Players often do not reach the peaks scouts see in them. This is not a fault of scouting (after all, the job of the scout is to find the possibility “where the return on investment is extraordinary”) but that does not mean that a projection system should be adjusted for such “wish casting.”
A look at how scouting is being used by sabermetricians can be found in TangoTiger’s “Wisdom of Crowds” fan database experiment. He combines a broad range of opinions to get a reading on something that is very hard to quantify (defense). The idea is that a broad range of opinions will reduce the possibility of outliers and small samples from corrupting the final data line. I am extremely doubtful that H2.5 has anything close to this level of input from professional scouts or other “non-public sources.” The most important point is that TangoTiger does not use these results to directly modify the defensive system he works on directly (Michael Lichtman’s UZR).
In order to judge how H2.5’s numbers stand up as a projection system, I would like to set my analysis of his system against what I think are axiomatic standards for any projection system.
1. The system must have a clearly defined methodology.
Hopefully I have helped somewhat with this, but obviously there are still questions that are up to H2.5 to answer. It should be noted that this does not mean that a system is necessarily “open source.” PECOTA’s inner workings are not available, but Nate Silver can at least explain in clear and concise language how it works. Problems that may arise from the methodology should be acknowledged as such. For example, using a simple weighted 3-2-1 system does not really work for rookies who don’t have any previous ML playing time, but that is understood.
I feel that it is important to note that he has said that his numbers require league and park adjustments (see here), but this is not described or accounted for in the original.
Obviously, there is more work to do.
2. The system must be complete and uniform.
By this I mean that the system has a complete data on all the players within its purview and the data is handled in the same manner for every projection. We should be able to compare any two (or more) like players (i.e. pitchers and position players). This does not rule out making judgments on the raw data set based on reasons outside the system (see the PECOTA example, above), but the data set itself should not be compromised.
The major issue with regards to this is what appears to be the influence of H2.5’s scouting opinions on his numbers.
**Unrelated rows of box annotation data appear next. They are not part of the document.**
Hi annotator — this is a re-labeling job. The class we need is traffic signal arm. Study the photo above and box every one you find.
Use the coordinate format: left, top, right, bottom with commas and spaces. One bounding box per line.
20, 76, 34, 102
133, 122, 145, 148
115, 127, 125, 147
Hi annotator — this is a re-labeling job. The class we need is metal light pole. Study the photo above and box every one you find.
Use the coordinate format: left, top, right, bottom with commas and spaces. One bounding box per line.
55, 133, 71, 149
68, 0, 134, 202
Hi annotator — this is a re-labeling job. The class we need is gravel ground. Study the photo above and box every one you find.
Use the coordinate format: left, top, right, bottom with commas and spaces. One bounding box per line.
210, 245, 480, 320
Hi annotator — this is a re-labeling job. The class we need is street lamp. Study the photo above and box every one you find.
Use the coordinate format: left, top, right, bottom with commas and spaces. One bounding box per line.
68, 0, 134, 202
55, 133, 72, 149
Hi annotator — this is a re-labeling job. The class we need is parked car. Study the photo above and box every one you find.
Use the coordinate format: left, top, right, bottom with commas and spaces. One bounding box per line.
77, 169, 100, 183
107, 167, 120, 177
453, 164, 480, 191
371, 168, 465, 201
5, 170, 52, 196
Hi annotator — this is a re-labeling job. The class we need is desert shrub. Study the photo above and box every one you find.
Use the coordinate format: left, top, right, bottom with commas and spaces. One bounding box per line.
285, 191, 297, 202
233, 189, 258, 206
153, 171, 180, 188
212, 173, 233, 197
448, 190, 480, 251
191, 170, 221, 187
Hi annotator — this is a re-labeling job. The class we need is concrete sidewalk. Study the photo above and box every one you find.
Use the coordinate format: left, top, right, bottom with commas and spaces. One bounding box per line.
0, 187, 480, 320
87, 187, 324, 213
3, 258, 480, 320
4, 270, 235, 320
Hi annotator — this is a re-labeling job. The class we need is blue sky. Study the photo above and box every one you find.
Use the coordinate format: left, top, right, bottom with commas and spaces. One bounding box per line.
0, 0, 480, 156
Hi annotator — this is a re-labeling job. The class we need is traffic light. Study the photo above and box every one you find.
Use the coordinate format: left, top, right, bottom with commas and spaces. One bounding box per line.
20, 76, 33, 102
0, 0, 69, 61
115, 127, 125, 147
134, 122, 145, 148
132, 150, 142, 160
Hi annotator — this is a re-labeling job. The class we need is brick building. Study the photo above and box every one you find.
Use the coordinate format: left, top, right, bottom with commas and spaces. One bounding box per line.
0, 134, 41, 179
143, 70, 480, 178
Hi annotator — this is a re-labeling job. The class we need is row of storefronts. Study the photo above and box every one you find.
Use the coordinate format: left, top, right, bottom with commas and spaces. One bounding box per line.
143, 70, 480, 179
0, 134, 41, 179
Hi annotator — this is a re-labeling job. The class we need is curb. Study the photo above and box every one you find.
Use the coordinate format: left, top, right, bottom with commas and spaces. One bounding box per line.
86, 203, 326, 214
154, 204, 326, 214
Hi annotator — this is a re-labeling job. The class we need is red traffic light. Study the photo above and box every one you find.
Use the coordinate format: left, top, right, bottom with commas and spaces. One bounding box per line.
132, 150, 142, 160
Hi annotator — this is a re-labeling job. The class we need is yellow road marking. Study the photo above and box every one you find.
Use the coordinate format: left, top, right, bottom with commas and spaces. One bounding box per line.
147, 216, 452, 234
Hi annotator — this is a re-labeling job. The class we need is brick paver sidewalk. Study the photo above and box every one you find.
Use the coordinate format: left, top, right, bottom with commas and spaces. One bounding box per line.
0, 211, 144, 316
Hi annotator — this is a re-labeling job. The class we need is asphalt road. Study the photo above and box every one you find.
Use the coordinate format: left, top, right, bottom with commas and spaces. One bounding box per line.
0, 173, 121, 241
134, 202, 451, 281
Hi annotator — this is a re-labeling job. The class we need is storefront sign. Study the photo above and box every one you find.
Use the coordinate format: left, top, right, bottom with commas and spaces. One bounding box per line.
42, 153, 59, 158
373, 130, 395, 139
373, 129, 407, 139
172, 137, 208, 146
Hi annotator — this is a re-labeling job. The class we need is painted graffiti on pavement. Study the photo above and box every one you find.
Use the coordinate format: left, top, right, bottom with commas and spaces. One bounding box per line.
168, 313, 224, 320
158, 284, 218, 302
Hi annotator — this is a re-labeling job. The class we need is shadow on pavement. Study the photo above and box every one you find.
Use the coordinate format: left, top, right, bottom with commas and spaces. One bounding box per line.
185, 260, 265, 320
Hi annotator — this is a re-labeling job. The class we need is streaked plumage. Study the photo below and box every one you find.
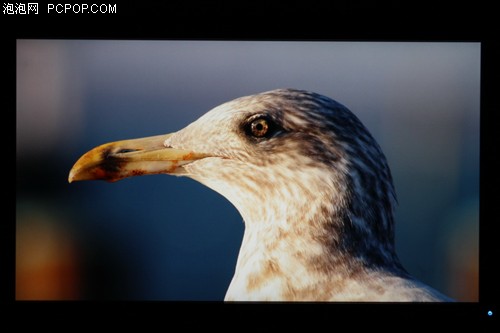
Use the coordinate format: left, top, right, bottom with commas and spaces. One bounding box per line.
70, 89, 450, 301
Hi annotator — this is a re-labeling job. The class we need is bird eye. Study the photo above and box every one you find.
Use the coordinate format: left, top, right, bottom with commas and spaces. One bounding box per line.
250, 118, 269, 138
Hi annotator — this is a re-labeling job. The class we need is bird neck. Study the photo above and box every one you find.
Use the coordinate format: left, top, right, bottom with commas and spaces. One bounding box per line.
225, 209, 404, 301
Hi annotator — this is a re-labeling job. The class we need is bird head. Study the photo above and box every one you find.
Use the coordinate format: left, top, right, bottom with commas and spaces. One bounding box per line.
69, 89, 396, 261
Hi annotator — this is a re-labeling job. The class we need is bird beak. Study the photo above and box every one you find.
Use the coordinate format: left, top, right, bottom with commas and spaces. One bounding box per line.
68, 134, 209, 183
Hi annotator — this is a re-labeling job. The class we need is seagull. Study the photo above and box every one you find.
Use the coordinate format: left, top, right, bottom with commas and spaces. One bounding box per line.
68, 89, 453, 302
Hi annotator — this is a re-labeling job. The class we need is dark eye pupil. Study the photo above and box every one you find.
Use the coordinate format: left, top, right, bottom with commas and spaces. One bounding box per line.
251, 119, 269, 138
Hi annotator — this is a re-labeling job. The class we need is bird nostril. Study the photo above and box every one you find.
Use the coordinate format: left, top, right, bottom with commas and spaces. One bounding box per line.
116, 148, 139, 154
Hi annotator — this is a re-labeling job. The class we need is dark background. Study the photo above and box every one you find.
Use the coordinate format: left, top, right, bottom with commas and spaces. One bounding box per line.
16, 39, 481, 301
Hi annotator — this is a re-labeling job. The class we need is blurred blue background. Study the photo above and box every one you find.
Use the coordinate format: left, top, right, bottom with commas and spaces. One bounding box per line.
16, 40, 480, 301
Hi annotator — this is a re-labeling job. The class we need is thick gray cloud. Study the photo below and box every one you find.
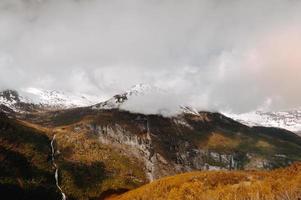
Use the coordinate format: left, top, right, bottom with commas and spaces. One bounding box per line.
0, 0, 301, 112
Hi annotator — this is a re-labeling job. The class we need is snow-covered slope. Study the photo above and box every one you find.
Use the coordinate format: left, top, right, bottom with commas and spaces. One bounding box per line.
92, 83, 160, 109
224, 109, 301, 133
20, 88, 103, 108
0, 88, 103, 112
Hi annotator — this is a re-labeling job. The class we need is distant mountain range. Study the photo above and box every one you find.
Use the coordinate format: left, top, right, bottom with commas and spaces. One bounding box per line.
0, 84, 301, 134
0, 84, 301, 200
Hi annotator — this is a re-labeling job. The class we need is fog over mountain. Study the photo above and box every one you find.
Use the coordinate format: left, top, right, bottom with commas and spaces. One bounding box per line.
0, 0, 301, 113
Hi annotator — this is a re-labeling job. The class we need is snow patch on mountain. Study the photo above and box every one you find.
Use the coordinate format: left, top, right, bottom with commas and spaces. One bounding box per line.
0, 88, 103, 112
92, 83, 160, 109
223, 108, 301, 133
20, 88, 103, 108
92, 84, 199, 117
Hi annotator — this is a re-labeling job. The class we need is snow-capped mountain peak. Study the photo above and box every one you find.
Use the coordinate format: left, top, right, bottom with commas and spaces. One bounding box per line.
92, 83, 161, 109
0, 87, 103, 112
224, 108, 301, 133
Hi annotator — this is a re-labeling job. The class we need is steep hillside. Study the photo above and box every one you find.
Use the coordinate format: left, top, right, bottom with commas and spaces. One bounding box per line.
27, 108, 301, 180
112, 163, 301, 200
0, 113, 146, 200
0, 113, 59, 200
0, 101, 301, 200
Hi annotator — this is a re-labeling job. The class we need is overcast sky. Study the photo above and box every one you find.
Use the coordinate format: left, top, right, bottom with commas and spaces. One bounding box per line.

I would hope he can provide an explanation, as without one his results must be considered flawed and suspect.
3. The system must be testable.
Clearly, these are a (I daresay the) major problem with H2.5’s system. We currently only have a small list of player projections, and do not have any way to check against other players outside of the data set he has provided.
Testability does not mean that the system is expected to be 100% accurate, no system comes anywhere close to that standard. It does, however, mean that we should be able to track how players are doing against the system in order to see exactly how well it does. Without a complete roster of projections made it would stand to reason that the sample size is to small to declare any sort of success with the projections it makes that are accurate.
This also means that the system should be testable against nature. In the case of H2.5’s system we can compare his methods and projections against known mathematical processes and baseball populations.
The most basic mathematical truism in baseball is to beware of drawing large conclusions on a small sample size. Unfortunately this is exactly what he has done. He has taken pitchers with only a few professional (and no major league) seasons and extrapolated their entire careers. He has not provided a mathematical basis for making that leap of faith.
He has also projected a pair of 21 year olds to have career ERA+s greater than any other pitcher in history. While it is possible that we are about to bear witness to a new golden age of pitching, common sense would seem to caution against it, and he has not provided a suitable explanation as to why we should forgo that natural impulse.
I hope that this can set the groundwork for a more complete understanding the numbers and methods discussed, and I sincerely hope that if I have made any errors they will be presented and corrected here.
Edited to correct a few typos.